Le Mauritius Institute of Education (Amendment) Bill, voté à l’Assemblée mardi, donnera la possibilité à cette institution de délivrer des « Degrees ». La Government Secondary School Teachers Union (GSSTU) se pose toutefois des questions concernant les futurs recrutements dans ce secteur. Elle se demande aussi si les personnes recrutées devront passer par le MIE en dépit des diplômes obtenus dans une université à Maurice et à l’étranger. De même, elle s’interroge sur la nature des « Degrees », qui seront proposés par l’institution, évoquant le risque d’une duplication ou d’une « usurpation de rôle ».

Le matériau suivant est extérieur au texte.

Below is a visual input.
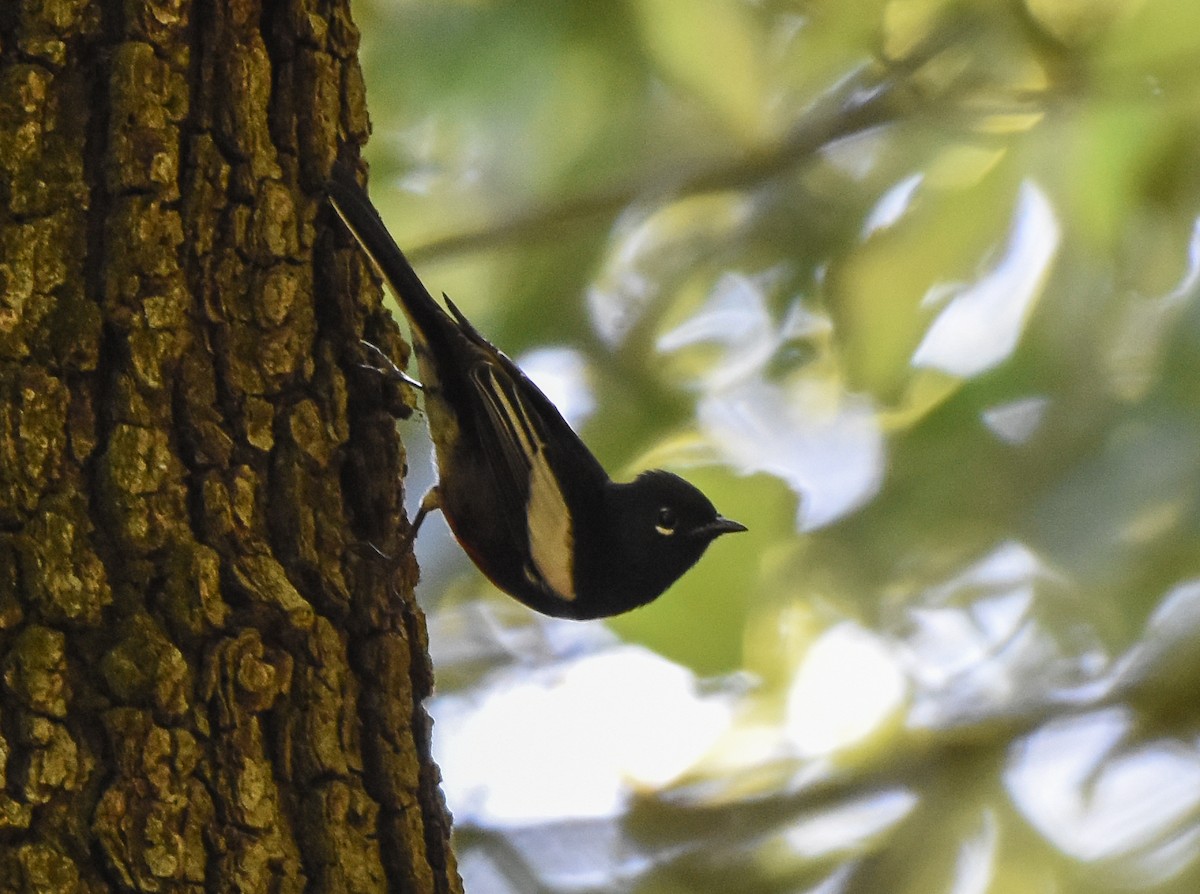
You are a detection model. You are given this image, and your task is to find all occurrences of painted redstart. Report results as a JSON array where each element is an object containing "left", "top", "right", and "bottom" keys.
[{"left": 328, "top": 176, "right": 746, "bottom": 619}]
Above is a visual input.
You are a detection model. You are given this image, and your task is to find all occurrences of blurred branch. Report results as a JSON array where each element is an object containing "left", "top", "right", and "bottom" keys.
[{"left": 409, "top": 23, "right": 970, "bottom": 260}]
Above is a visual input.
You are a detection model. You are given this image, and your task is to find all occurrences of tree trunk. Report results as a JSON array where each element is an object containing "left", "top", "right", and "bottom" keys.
[{"left": 0, "top": 0, "right": 461, "bottom": 893}]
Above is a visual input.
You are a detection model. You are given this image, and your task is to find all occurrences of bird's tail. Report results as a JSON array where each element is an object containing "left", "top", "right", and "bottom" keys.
[{"left": 325, "top": 175, "right": 448, "bottom": 336}]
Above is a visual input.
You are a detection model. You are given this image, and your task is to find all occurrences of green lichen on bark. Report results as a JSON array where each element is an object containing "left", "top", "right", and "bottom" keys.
[{"left": 0, "top": 0, "right": 460, "bottom": 893}]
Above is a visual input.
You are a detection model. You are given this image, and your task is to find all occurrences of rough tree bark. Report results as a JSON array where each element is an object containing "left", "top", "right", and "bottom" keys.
[{"left": 0, "top": 0, "right": 461, "bottom": 893}]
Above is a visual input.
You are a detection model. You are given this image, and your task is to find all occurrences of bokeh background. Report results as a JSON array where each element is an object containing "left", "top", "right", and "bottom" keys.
[{"left": 343, "top": 0, "right": 1200, "bottom": 894}]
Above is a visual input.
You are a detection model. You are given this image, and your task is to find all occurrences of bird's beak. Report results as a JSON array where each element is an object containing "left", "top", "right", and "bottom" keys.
[{"left": 700, "top": 515, "right": 749, "bottom": 538}]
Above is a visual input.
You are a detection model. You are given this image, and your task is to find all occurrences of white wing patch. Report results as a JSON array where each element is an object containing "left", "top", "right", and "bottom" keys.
[{"left": 475, "top": 367, "right": 575, "bottom": 601}]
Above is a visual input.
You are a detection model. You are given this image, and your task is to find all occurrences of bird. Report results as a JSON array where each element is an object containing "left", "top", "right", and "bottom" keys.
[{"left": 326, "top": 174, "right": 746, "bottom": 620}]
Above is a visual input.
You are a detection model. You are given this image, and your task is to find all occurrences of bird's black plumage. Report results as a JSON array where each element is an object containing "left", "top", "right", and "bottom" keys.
[{"left": 328, "top": 178, "right": 745, "bottom": 619}]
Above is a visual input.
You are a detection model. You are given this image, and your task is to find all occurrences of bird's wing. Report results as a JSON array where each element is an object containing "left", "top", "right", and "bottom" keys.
[{"left": 470, "top": 362, "right": 575, "bottom": 600}]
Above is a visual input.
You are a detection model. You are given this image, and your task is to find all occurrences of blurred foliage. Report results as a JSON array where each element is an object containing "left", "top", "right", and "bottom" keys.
[{"left": 358, "top": 0, "right": 1200, "bottom": 894}]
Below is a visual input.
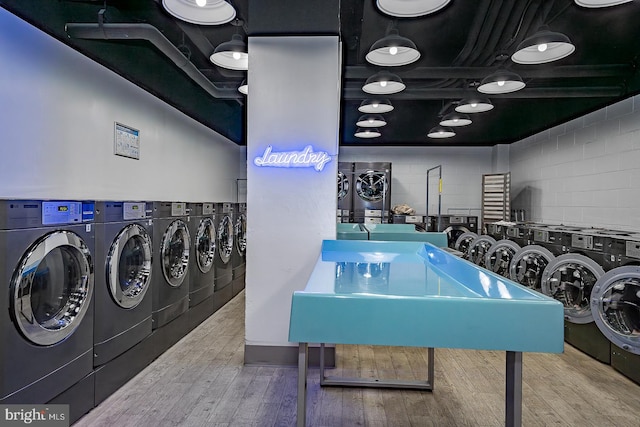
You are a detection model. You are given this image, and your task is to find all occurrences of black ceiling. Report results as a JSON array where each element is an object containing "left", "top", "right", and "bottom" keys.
[{"left": 0, "top": 0, "right": 640, "bottom": 146}]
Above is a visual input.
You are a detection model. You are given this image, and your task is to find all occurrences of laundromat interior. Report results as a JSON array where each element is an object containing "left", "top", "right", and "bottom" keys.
[{"left": 0, "top": 0, "right": 640, "bottom": 427}]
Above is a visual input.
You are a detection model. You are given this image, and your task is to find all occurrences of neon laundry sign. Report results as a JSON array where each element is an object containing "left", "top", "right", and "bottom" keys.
[{"left": 253, "top": 145, "right": 331, "bottom": 172}]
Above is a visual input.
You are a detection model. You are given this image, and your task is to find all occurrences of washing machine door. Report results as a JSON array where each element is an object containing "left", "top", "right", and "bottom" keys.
[
  {"left": 468, "top": 235, "right": 496, "bottom": 267},
  {"left": 356, "top": 171, "right": 389, "bottom": 202},
  {"left": 160, "top": 219, "right": 191, "bottom": 288},
  {"left": 195, "top": 218, "right": 216, "bottom": 273},
  {"left": 484, "top": 239, "right": 520, "bottom": 277},
  {"left": 591, "top": 266, "right": 640, "bottom": 355},
  {"left": 454, "top": 231, "right": 478, "bottom": 259},
  {"left": 234, "top": 214, "right": 247, "bottom": 256},
  {"left": 542, "top": 253, "right": 604, "bottom": 324},
  {"left": 509, "top": 245, "right": 556, "bottom": 292},
  {"left": 106, "top": 224, "right": 151, "bottom": 308},
  {"left": 218, "top": 215, "right": 233, "bottom": 264},
  {"left": 10, "top": 231, "right": 93, "bottom": 346}
]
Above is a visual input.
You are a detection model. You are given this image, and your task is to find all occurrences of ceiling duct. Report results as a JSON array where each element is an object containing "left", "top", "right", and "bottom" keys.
[{"left": 65, "top": 23, "right": 242, "bottom": 99}]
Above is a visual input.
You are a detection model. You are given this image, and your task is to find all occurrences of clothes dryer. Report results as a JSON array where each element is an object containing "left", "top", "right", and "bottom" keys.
[
  {"left": 187, "top": 203, "right": 217, "bottom": 329},
  {"left": 484, "top": 239, "right": 520, "bottom": 278},
  {"left": 542, "top": 253, "right": 611, "bottom": 364},
  {"left": 93, "top": 201, "right": 153, "bottom": 368},
  {"left": 591, "top": 265, "right": 640, "bottom": 384},
  {"left": 231, "top": 203, "right": 247, "bottom": 296},
  {"left": 213, "top": 203, "right": 234, "bottom": 311},
  {"left": 336, "top": 162, "right": 354, "bottom": 222},
  {"left": 151, "top": 202, "right": 191, "bottom": 329},
  {"left": 0, "top": 200, "right": 95, "bottom": 406},
  {"left": 353, "top": 162, "right": 391, "bottom": 224}
]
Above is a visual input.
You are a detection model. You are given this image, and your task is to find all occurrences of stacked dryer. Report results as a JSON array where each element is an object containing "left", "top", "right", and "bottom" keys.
[
  {"left": 231, "top": 203, "right": 247, "bottom": 296},
  {"left": 187, "top": 203, "right": 217, "bottom": 330},
  {"left": 93, "top": 201, "right": 153, "bottom": 404},
  {"left": 151, "top": 202, "right": 191, "bottom": 354},
  {"left": 0, "top": 200, "right": 95, "bottom": 419},
  {"left": 213, "top": 203, "right": 234, "bottom": 311},
  {"left": 352, "top": 162, "right": 391, "bottom": 224}
]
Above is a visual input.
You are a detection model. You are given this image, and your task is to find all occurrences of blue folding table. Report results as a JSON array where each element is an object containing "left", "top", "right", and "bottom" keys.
[{"left": 289, "top": 240, "right": 564, "bottom": 427}]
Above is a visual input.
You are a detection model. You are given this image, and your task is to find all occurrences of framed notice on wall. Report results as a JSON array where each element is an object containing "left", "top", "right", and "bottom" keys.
[{"left": 113, "top": 122, "right": 140, "bottom": 160}]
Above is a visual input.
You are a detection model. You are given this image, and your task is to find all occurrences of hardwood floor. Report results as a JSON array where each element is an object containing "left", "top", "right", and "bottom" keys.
[{"left": 75, "top": 292, "right": 640, "bottom": 427}]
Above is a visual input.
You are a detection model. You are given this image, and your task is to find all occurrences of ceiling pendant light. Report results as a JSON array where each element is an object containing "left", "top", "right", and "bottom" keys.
[
  {"left": 455, "top": 97, "right": 493, "bottom": 114},
  {"left": 376, "top": 0, "right": 450, "bottom": 18},
  {"left": 440, "top": 111, "right": 471, "bottom": 127},
  {"left": 478, "top": 70, "right": 525, "bottom": 94},
  {"left": 511, "top": 26, "right": 576, "bottom": 64},
  {"left": 427, "top": 126, "right": 456, "bottom": 139},
  {"left": 353, "top": 128, "right": 382, "bottom": 138},
  {"left": 365, "top": 29, "right": 420, "bottom": 67},
  {"left": 209, "top": 23, "right": 249, "bottom": 70},
  {"left": 162, "top": 0, "right": 236, "bottom": 25},
  {"left": 362, "top": 70, "right": 406, "bottom": 95},
  {"left": 576, "top": 0, "right": 632, "bottom": 8},
  {"left": 356, "top": 114, "right": 387, "bottom": 128},
  {"left": 358, "top": 99, "right": 393, "bottom": 114}
]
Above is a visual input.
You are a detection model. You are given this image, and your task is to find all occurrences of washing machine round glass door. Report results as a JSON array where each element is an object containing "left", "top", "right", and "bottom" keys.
[
  {"left": 106, "top": 224, "right": 151, "bottom": 308},
  {"left": 509, "top": 245, "right": 556, "bottom": 292},
  {"left": 338, "top": 171, "right": 350, "bottom": 201},
  {"left": 454, "top": 231, "right": 478, "bottom": 259},
  {"left": 484, "top": 239, "right": 520, "bottom": 277},
  {"left": 160, "top": 219, "right": 191, "bottom": 288},
  {"left": 542, "top": 253, "right": 604, "bottom": 324},
  {"left": 234, "top": 214, "right": 247, "bottom": 255},
  {"left": 468, "top": 235, "right": 496, "bottom": 267},
  {"left": 356, "top": 171, "right": 388, "bottom": 202},
  {"left": 196, "top": 218, "right": 216, "bottom": 273},
  {"left": 218, "top": 215, "right": 233, "bottom": 264},
  {"left": 591, "top": 266, "right": 640, "bottom": 355},
  {"left": 11, "top": 231, "right": 93, "bottom": 346}
]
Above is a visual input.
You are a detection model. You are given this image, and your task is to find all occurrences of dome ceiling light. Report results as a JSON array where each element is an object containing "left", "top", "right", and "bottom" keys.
[
  {"left": 376, "top": 0, "right": 450, "bottom": 18},
  {"left": 511, "top": 26, "right": 576, "bottom": 64},
  {"left": 358, "top": 99, "right": 393, "bottom": 114},
  {"left": 478, "top": 70, "right": 525, "bottom": 94},
  {"left": 362, "top": 71, "right": 406, "bottom": 95},
  {"left": 162, "top": 0, "right": 236, "bottom": 25},
  {"left": 365, "top": 29, "right": 420, "bottom": 67}
]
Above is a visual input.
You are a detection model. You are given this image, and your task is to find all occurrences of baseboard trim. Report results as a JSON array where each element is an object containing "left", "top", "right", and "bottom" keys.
[{"left": 244, "top": 344, "right": 336, "bottom": 368}]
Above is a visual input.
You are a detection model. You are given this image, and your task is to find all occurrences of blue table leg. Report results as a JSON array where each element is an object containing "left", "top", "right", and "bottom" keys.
[
  {"left": 504, "top": 351, "right": 522, "bottom": 427},
  {"left": 297, "top": 342, "right": 309, "bottom": 427}
]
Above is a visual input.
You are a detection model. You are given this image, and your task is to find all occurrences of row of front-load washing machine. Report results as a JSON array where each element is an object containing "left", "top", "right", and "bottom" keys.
[
  {"left": 0, "top": 200, "right": 246, "bottom": 422},
  {"left": 454, "top": 223, "right": 640, "bottom": 383}
]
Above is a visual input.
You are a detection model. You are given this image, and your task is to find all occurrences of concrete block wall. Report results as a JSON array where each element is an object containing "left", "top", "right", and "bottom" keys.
[{"left": 509, "top": 95, "right": 640, "bottom": 231}]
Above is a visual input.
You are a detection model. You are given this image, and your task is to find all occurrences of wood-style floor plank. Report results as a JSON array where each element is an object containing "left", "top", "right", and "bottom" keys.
[{"left": 76, "top": 292, "right": 640, "bottom": 427}]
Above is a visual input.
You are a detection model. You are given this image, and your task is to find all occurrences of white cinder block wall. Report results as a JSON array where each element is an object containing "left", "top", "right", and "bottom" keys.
[
  {"left": 338, "top": 146, "right": 496, "bottom": 216},
  {"left": 509, "top": 96, "right": 640, "bottom": 231}
]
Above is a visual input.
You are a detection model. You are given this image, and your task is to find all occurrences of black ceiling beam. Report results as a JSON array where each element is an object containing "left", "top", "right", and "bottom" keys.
[
  {"left": 342, "top": 83, "right": 624, "bottom": 100},
  {"left": 344, "top": 64, "right": 636, "bottom": 80}
]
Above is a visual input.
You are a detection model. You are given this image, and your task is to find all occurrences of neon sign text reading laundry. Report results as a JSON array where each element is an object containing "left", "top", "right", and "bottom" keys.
[{"left": 253, "top": 145, "right": 331, "bottom": 172}]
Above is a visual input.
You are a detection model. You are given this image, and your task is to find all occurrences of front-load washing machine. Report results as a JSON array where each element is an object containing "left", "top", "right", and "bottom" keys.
[
  {"left": 187, "top": 202, "right": 216, "bottom": 329},
  {"left": 591, "top": 265, "right": 640, "bottom": 383},
  {"left": 467, "top": 234, "right": 496, "bottom": 267},
  {"left": 151, "top": 202, "right": 191, "bottom": 329},
  {"left": 353, "top": 162, "right": 391, "bottom": 224},
  {"left": 427, "top": 215, "right": 478, "bottom": 249},
  {"left": 93, "top": 201, "right": 153, "bottom": 366},
  {"left": 509, "top": 245, "right": 556, "bottom": 292},
  {"left": 213, "top": 203, "right": 234, "bottom": 311},
  {"left": 231, "top": 203, "right": 247, "bottom": 296},
  {"left": 337, "top": 162, "right": 354, "bottom": 222},
  {"left": 484, "top": 239, "right": 520, "bottom": 278},
  {"left": 0, "top": 200, "right": 95, "bottom": 407},
  {"left": 542, "top": 253, "right": 611, "bottom": 364}
]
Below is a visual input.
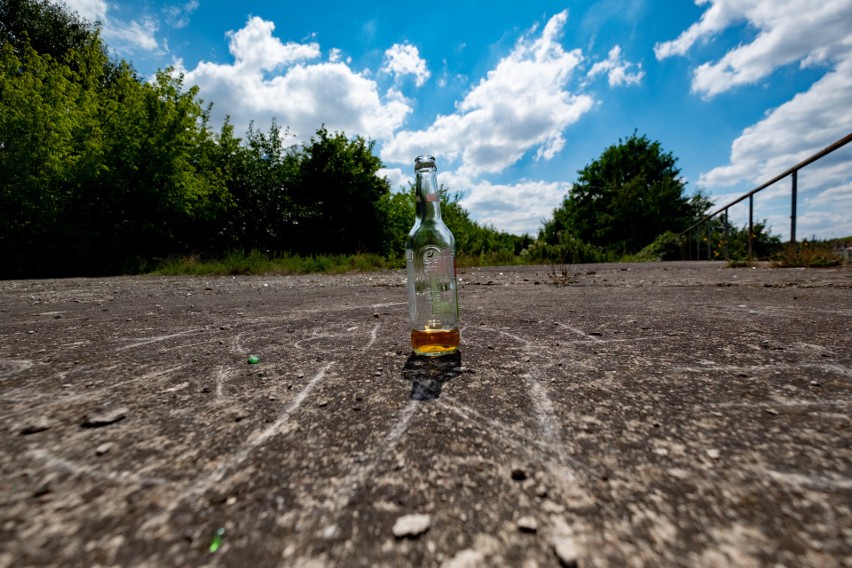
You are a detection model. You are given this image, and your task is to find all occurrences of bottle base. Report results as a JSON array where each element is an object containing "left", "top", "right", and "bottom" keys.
[{"left": 411, "top": 329, "right": 461, "bottom": 357}]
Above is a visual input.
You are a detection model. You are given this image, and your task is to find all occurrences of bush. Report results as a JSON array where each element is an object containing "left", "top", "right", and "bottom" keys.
[
  {"left": 772, "top": 241, "right": 843, "bottom": 268},
  {"left": 629, "top": 231, "right": 683, "bottom": 262}
]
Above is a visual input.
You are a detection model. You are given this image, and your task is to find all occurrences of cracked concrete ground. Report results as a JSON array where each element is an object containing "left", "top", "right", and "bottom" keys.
[{"left": 0, "top": 262, "right": 852, "bottom": 567}]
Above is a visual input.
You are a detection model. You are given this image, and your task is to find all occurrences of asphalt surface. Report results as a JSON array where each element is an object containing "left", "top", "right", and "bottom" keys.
[{"left": 0, "top": 262, "right": 852, "bottom": 568}]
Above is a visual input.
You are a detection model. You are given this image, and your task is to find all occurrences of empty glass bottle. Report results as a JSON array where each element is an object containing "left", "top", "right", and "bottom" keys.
[{"left": 405, "top": 156, "right": 461, "bottom": 355}]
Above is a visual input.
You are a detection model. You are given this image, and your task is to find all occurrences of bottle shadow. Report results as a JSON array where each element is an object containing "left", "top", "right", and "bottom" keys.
[{"left": 402, "top": 351, "right": 464, "bottom": 400}]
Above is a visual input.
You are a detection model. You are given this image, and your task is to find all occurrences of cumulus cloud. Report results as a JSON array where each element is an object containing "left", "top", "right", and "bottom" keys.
[
  {"left": 381, "top": 43, "right": 430, "bottom": 87},
  {"left": 655, "top": 0, "right": 852, "bottom": 235},
  {"left": 227, "top": 16, "right": 320, "bottom": 72},
  {"left": 163, "top": 0, "right": 199, "bottom": 30},
  {"left": 452, "top": 176, "right": 571, "bottom": 235},
  {"left": 176, "top": 17, "right": 411, "bottom": 141},
  {"left": 589, "top": 45, "right": 645, "bottom": 87},
  {"left": 57, "top": 0, "right": 107, "bottom": 22},
  {"left": 654, "top": 0, "right": 852, "bottom": 97},
  {"left": 381, "top": 12, "right": 594, "bottom": 177}
]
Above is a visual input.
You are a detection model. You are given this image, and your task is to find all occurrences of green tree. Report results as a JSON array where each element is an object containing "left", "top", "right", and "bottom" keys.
[
  {"left": 0, "top": 0, "right": 98, "bottom": 60},
  {"left": 220, "top": 121, "right": 299, "bottom": 253},
  {"left": 290, "top": 127, "right": 390, "bottom": 254},
  {"left": 540, "top": 133, "right": 709, "bottom": 254}
]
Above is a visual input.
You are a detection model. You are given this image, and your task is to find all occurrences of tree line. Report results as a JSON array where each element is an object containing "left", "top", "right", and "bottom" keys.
[
  {"left": 5, "top": 0, "right": 764, "bottom": 277},
  {"left": 0, "top": 0, "right": 524, "bottom": 276}
]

La GSSTU note avant tout l’intérêt qu’ont porté les parlementaires au secteur de l’éducation mardi lors des débats à l’Assemblée. Cependant, le syndicat déplore que le projet de loi soit « concentré sur le primaire ». Ce qui le mène à dire que le MIE (Amendment) Bill est un « coup d’épée dans l’eau », car les enseignants du secondaire détiennent déjà leurs diplômes universitaires. Vikash Ramdonee, président de ce syndicat, se demande également « comment les enfants sortiront gagnants » avec ces changements au MIE. De même, il est d’avis qu’il « faut faire très attention » afin que l’institut pédagogique ne vienne pas « usurper le rôle » des universités. « Le rôle du MIE est de former pour la pédagogie et de travailler sur le contenu du programme d’études. En devenant un Degree Awarding Body, le MIE proposera-t-il aussi un BSc Physics ou un BSc Maths ? Dans ce cas, ce serait usurper le rôle des universités. Que se passera-t-il également pour les nouvelles recrues déjà détentrices de leurs diplômes universitaires ? Seront-elles obligées de passer par le MIE ? Pour nous, l’institution doit se concentrer sur la pédagogie et le contenu », estime Vikash Ramdonee.
Par ailleurs, le syndicat dit constater qu’actuellement, la priorité dans le secteur de l’éducation est le Nine-Year Schooling. « Tout est fait pour permettre au ministère de mener à bien son projet de réforme. Pour cela, il faut renforcer les capacités des institutions et non le contraire. » Dans le même ordre d’idées, le syndicat est d’avis qu’il faut rétablir la Higher Qualification Incentive afin d’encourager les enseignants à la formation continue. « C’est un acquis datant de 1995, que le dernier rapport du PRB a éliminé. Au lieu d’encourager la formation, on a fait le contraire. » Une lettre à ce sujet a été adressée au Premier ministre cette semaine.
Par ailleurs, la GSSTU déplore le « cafouillage » autour de ce qui sera désormais connu comme « l’extended stream » en remplacement du prévoc. « Dans un premier temps, on nous avait dit que ce sont les enseignants du prévoc qui allaient travailler dans cette filière. Ensuite, on est venu dire que ce sont les enseignants du « mainstream » qui auront la responsabilité de ces classes. Nous avons eu des discussions avec le ministère à ce sujet. Valeur du jour, ce sont toujours les enseignants du prévoc qui enseigneront dans ces classes, avec le soutien d’un enseignant du « mainstream ». Il y aura un appel à candidatures pour cela. Si c’est ainsi, nous sommes d’accord, car il ne faut pas imposer. »
De même, le syndicat regrette qu’à ce jour, le panel pour l’élaboration des manuels de certaines matières n’ait toujours pas été constitué. « Nous sommes déjà au deuxième trimestre. Les manuels doivent être prêts pour la rentrée 2018. Quand commenceront-ils le travail ? » D’autre part, le syndicat dit avoir réclamé et obtenu six périodes pour les matières scientifiques pour les grades 7 à 9. Auparavant, le ministère avait prévu 4 classes par semaine pour la biologie, la physique et la chimie. De même, les profs enseigneront selon leurs spécialisations.
Concernant la situation à la Phoenix SSS, où les relations entre la direction et les enseignants sont tendues, le syndicat réclame le départ de la rectrice. « Les relations dans ce collège ont dégénéré. Nous demandons le départ immédiat de l’Acting Rector. D’ailleurs, cela fait 12 ans qu’elle occupe ce poste dans le même collège, alors que d’autres sont régulièrement transférés. » Vikash Ramdonee précise aussi que la personne concernée doit être transférée ailleurs comme « Vice-rector, car elle n’a pas les qualifications requises pour assumer le poste de recteur ».